Thursday, May 20, 2010

Yesterday evening I received an email from the agent who was considering my memoir-in-progress, the one I'm calling The Vagabond's Bookshelf. In the nicest possible way she said that she and her colleagues were declining it.

The strange thing is that I feel so relieved, like a weight has slipped its chain. Her response made me realize how much I'd been worrying about this step: about moving my work into a commercial market: of dealing with invasive editorial control, and publicists, and all of those infamous mainstream publishing manipulations. My friends with agents seem so anxious, so harried: as if they are no longer in possession of their own writing soul. Of course, I'm sure this isn't true of every writer and every agent, and I'm sure also that some writers thrive on such pressure, though I don't think I would be one of them.

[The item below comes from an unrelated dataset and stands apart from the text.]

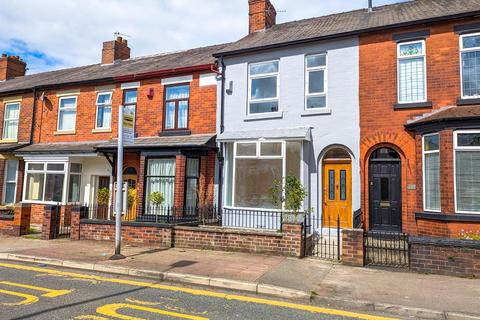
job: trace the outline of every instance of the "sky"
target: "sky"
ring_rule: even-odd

It seems that, for many people, success as a writer does not require exquisite literary achievement so much as the ability to fulfill a market demand, whether that demand is for predictability, or shock, or some variant of political or social capital. But please believe me: really, truly, I am not feeling pissy and taking out my grumpiness on a perceived publishing conspiracy against me. Nor am I equating my own work with "exquisite literary achievement." I have a long way to go--like, the rest of my life--before I'll be content with what I've written. I'm just telling you that not having an agent has turned out to be, on the whole, rather pleasant.

So here I am, settling back into my niche as Minor Regional Poet. It's not a bad place to be. I kind of like it.